In order to adjust the standard sea level pressure measurement of 29.92 inches of mercury to the actual pressure at differing altitudes, one must subtract approximately 1 inch of mercury for every 1,000 feet of altitude.  Therefore Phoenix, AZ would normally read approximately 28.92 actual barometric pressure; Las Vegas, NV at 2500 feet in elevation would normally read about 27.00 inches of mercury; Lubbock, TX air pressure would be represented at about 26.50 inches of mercury; and Denver, CO normal air pressure is actually measured at 25.42 inches of mercury. 

The basketball is larger than that used in most sports projectiles and is full of air, so is light in weight.  On a three-point shot and without spin, it does not "knuckle" in flight because it does not have any large smooth surfaces. It probably does not lift due to backward spin either, because there are no exterior protrusions (such as seams) and the lack of speed would also not allow it to lift in flight.  

The thrust at the release point is the fastest speed of the shot and, of course, due to gravity, slows as it reaches the top of the arc.  The speed then increases from that point to the basketball rim.  The air resistance is applied from the beginning of the shot all the way to the rim, therefore the difference in amount of air resistance is the reason the distance of the flight changes from climate to climate. 

See our discussion about "Air Weight" for a better understanding of the difference between altitudinal air densities.  

Milibars

An interesting side note:  When it comes to media discussions of air pressure in weather related events, such as hurricanes, Meteorologists convert the conversation from "inches of mercury" to pressure in "milibars."  Why?  Well, it keeps the non-professionals guessing as "Terminology" is the great separation between layman and professional.  It may be easier to drop the decimals off "inches of mercury" and use milibars instead, but essentially they express the same air pressure.  

Sea level "inches of mercury" actual pressure is stated as 29.92 hg (inches of mercury) which can also be stated as 1013 Milibars, as they are the same.  Another expression for the same air pressure is 14.7 psi (pounds per square inch).  So at sea level actual pressure is 29.92 hg, or 1013 pa (milibars in pascal), or 14.7 psi.  However, actual pressure at Denver, CO at 5,200 feet elevation is 25.10 hg, or 850 pa, or 12.33 psi.

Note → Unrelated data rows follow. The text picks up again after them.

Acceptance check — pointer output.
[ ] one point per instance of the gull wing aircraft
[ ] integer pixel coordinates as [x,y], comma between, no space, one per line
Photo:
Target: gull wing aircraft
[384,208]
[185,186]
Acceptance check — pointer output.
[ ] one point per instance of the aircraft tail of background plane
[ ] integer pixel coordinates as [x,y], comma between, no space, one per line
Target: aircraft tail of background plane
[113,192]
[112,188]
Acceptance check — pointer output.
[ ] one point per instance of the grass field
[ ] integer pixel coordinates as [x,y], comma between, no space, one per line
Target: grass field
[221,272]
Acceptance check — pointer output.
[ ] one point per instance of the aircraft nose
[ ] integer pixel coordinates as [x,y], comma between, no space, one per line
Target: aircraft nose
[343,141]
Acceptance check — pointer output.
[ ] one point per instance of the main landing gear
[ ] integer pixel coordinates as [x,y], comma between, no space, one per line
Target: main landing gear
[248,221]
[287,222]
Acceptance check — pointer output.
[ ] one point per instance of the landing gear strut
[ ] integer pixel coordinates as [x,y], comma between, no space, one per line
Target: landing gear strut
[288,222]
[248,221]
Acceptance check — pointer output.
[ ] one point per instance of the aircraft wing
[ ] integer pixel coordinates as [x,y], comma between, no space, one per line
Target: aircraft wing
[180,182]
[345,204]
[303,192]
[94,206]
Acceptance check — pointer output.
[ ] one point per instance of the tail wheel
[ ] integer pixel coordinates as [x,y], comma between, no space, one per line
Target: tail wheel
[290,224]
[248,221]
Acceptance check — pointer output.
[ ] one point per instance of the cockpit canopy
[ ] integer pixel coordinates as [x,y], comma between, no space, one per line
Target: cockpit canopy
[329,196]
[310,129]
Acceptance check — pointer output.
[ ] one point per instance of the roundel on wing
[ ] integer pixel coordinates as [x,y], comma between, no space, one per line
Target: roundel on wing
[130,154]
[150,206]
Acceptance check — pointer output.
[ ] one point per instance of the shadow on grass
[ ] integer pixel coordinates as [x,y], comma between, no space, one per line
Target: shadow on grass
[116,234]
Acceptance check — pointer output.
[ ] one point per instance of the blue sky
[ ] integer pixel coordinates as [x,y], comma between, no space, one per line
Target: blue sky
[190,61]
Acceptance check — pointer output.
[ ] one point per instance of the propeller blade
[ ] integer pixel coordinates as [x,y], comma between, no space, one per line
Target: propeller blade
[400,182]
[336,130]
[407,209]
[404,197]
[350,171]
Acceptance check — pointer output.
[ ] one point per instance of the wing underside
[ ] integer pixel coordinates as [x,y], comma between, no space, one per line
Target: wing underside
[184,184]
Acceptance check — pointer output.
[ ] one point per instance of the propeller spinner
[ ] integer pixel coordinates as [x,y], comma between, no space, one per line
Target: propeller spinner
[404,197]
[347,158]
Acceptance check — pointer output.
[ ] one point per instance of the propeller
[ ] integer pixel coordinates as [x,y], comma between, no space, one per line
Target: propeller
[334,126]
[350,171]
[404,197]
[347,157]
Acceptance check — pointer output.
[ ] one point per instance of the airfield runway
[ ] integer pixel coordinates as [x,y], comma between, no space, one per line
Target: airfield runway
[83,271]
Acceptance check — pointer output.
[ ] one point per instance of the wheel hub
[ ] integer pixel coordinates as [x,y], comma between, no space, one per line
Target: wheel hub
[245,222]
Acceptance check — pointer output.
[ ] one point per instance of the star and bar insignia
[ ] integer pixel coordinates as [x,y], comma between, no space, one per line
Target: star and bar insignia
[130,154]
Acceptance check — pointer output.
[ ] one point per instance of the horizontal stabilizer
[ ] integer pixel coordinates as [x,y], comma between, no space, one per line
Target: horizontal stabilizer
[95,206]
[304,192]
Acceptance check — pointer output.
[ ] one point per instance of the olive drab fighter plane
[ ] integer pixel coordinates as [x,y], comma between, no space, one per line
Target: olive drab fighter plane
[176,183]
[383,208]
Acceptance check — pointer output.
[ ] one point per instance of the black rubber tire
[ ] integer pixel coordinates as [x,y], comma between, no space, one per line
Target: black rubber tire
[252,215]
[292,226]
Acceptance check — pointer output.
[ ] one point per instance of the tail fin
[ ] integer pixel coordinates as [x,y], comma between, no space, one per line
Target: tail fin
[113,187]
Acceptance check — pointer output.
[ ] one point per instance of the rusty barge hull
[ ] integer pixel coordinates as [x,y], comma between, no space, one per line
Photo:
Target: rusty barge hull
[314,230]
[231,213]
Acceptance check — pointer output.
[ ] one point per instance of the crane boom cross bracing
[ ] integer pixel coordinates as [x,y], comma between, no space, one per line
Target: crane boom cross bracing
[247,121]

It is this "850 pa" that I want to point out at Denver, Colorado which is standard air pressure for that altitude. 

Pressure inside a hurricane periodically hits 850 or so milibars, because the centrifugal force applied by wind at the exterior edge pulls the molecules apart with a huge force causing the air pressure to drop to the same as in Denver, but the outside air pressure is 1013 milibars. This pressure differential is what causes extreme damage and extremely high winds.  Does that give you pause as it relates to a basketball flying through air in Denver as opposed to air at sea level?  It does for me.